Veniamo al tuo Nord Est, fino a poco tempo fa una delle aree più ricche e opulente d’Italia. L’area in cui si è avuta una delle prime rappresentazioni della nascente borghesia italiana (d’altra parte stai portando in teatro proprio uno spettacolo di Goldoni). Se tu oggi dovessi fare un’operazione goldoniana, come rappresenteresti la borghesia nordestina e italiana dei giorni nostri?
I Rusteghi ci vanno molto vicino… Nell’anima della borghesia è rimasta una certa grettezza. Il Nord Est in definitiva è diventato ricco evadendo le tasse. E questa cosa diventa sempre più evidente. Forse il fatto di essere stati dominati a lungo da stranieri ha portato – come in altre parti d’Italia – alla formazione di idee parallele di società – e, in particolare, dell’idea che allo Stato puoi rubare perché lo Stato non sei tu. Questa cultura preesistente negli anni ’60 ha favorito le attività economiche del Nord Est. Oggi probabilmente si pagherà lo scotto di tutto questo. La disonestà prende tutto e se tu rubi allo Stato e chi dovrebbe rappresentare lo Stato incarna la tua stessa cultura a sua volta verrà meno ai propri doveri, alla fine della fiera i contraccolpi torni a subirli tu: dovrai accettare che un medico ti sbagli l’operazione se questo è stato selezionato per uno scambio di favori. Se la logica è quella, la conseguenza è inevitabile. Comunque il Nord Est si divide in due facce, che sono espressione della stessa matrice cattolica: quella davvero cristiana – fortemente impegnata nel sociale – e quella che interpreta l’ipocrisia morale sempre sostenuta dalla Chiesa (e dalla Democrazia Cristiana). Un esempio caratteristico di questo atteggiamento è quello mostrato da alcuni in questi giorni in cui si parla del presunto riscatto che dovrebbe essere pagato per la liberazione di Rossella Urru, pare di due o tre milioni di Euro. C’è stato chi ha detto che quei soldi sarebbe meglio darli ai bambini di cui la cooperante si occupava… nel frattempo ad Arzignano la più importante conceria d’Italia ha risolto un contenzioso col fisco per circa 26 milioni di Euro (ma la cifra contestata all’inizio era di 100 milioni)!

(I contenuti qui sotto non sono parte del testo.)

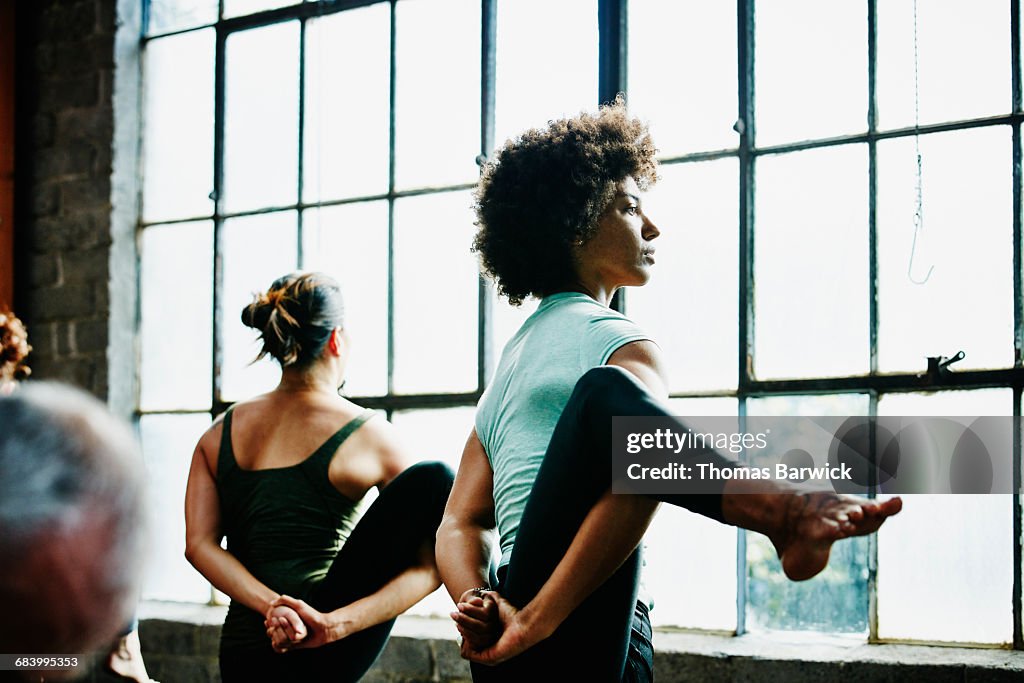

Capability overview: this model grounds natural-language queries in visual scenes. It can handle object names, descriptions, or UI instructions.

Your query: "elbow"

[185,539,203,569]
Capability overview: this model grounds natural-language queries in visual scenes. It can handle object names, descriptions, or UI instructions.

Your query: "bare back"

[200,390,406,501]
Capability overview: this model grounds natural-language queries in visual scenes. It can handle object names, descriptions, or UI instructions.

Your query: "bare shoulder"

[196,413,224,473]
[330,414,412,498]
[607,339,669,398]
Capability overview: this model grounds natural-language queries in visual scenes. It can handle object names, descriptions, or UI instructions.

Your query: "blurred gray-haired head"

[0,382,144,654]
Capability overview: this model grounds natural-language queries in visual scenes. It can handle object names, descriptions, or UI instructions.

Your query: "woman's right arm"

[185,425,279,614]
[435,429,495,603]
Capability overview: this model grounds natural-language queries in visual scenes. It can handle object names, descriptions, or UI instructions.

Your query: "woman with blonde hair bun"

[185,272,453,682]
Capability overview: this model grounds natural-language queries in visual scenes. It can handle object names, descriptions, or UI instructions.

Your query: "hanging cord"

[906,0,935,285]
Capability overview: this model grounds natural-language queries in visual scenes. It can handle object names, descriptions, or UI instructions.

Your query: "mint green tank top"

[217,409,374,649]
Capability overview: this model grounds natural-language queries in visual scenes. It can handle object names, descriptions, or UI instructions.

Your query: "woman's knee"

[398,460,455,489]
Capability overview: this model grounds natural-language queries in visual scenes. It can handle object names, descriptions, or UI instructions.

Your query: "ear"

[327,328,342,355]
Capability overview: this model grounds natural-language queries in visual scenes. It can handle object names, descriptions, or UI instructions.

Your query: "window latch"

[928,351,967,379]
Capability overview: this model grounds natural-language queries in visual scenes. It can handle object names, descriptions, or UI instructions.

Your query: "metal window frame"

[137,0,1024,649]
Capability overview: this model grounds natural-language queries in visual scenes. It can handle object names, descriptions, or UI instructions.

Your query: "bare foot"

[769,493,903,581]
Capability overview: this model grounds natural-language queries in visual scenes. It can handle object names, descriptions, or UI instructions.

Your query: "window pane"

[878,0,1011,128]
[392,405,476,618]
[394,0,483,187]
[142,29,214,222]
[626,159,739,392]
[754,145,868,379]
[139,414,210,602]
[302,202,387,396]
[220,211,298,401]
[224,22,299,211]
[878,127,1014,372]
[394,193,479,393]
[755,0,867,145]
[302,2,391,202]
[629,0,739,157]
[495,0,598,146]
[146,0,217,34]
[139,221,213,411]
[643,398,736,631]
[746,394,868,633]
[224,0,302,18]
[878,389,1014,643]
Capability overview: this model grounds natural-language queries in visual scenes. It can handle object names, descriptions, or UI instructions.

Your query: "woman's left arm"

[266,420,440,651]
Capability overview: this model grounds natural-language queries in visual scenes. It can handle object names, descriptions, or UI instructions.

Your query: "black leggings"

[220,463,454,683]
[473,366,734,683]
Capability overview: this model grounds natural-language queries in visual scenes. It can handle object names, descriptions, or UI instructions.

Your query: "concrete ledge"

[132,602,1024,683]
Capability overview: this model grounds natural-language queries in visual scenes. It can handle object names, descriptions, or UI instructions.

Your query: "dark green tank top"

[217,409,374,649]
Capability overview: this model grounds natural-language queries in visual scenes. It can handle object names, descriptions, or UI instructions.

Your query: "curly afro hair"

[473,96,657,306]
[0,309,32,384]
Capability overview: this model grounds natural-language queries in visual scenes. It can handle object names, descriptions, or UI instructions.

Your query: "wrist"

[326,607,355,643]
[459,584,495,602]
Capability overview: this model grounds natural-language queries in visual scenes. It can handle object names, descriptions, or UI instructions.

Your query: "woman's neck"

[276,368,338,396]
[562,282,618,306]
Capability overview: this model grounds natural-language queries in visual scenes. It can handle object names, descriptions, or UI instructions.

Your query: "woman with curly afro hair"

[0,309,32,396]
[436,99,901,682]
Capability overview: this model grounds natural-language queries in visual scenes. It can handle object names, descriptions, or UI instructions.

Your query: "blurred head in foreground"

[0,382,143,655]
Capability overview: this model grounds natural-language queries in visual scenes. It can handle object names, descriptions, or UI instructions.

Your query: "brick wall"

[14,0,139,414]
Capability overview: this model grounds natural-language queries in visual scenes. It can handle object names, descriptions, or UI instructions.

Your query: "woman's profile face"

[577,176,660,289]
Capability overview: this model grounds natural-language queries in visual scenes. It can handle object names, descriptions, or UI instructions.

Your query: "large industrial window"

[138,0,1024,647]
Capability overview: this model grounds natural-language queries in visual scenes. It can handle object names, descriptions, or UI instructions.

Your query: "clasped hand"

[263,595,328,652]
[451,589,543,666]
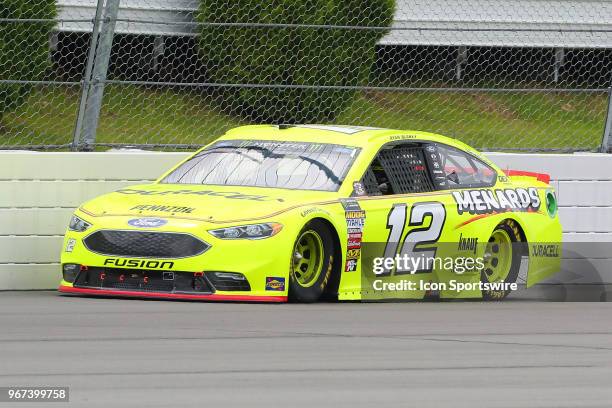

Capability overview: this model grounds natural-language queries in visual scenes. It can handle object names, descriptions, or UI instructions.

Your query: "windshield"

[161,140,358,191]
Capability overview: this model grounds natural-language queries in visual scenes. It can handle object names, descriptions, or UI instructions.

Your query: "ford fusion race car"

[59,125,561,302]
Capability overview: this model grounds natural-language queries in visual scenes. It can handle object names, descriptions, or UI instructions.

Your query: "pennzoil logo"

[266,276,285,292]
[128,218,168,228]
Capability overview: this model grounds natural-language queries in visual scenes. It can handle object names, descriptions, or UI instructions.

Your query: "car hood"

[81,184,337,222]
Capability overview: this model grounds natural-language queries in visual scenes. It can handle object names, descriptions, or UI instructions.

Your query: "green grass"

[0,85,607,150]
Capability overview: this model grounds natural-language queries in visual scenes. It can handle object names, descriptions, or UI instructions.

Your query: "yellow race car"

[59,125,561,302]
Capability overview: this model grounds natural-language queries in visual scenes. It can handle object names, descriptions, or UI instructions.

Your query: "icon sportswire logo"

[128,218,168,228]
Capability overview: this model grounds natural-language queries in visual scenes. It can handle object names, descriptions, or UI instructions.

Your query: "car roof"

[220,124,479,154]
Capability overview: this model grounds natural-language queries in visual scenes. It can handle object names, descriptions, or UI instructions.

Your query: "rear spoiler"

[504,170,550,184]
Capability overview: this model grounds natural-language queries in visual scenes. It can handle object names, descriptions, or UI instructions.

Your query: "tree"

[197,0,395,123]
[0,0,56,120]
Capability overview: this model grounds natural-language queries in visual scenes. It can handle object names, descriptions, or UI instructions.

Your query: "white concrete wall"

[0,152,186,290]
[0,152,612,290]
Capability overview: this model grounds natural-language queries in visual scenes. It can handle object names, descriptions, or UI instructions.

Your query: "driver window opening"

[361,144,434,196]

Un’ultimissima domanda sul dialetto. Come si fa a comunicare messaggi universali utilizzando il linguaggio del proprio territorio?
E’ un’operazione difficilissima, perché oggi è molto più difficile rispetto a un tempo portare il proprio dialetto al di fuori dei confini del paese in cui lo si parla. Io per esempio adoro Camilleri perché usa il dialetto come fosse italiano. E forse l’italiano è proprio questo: una cosa che ha bisogno di essere arricchita dai dialetti perché questi sono la lingua materna, esprimono le parole dell’affettività. Fare questa operazione è molto difficile, ma necessaria.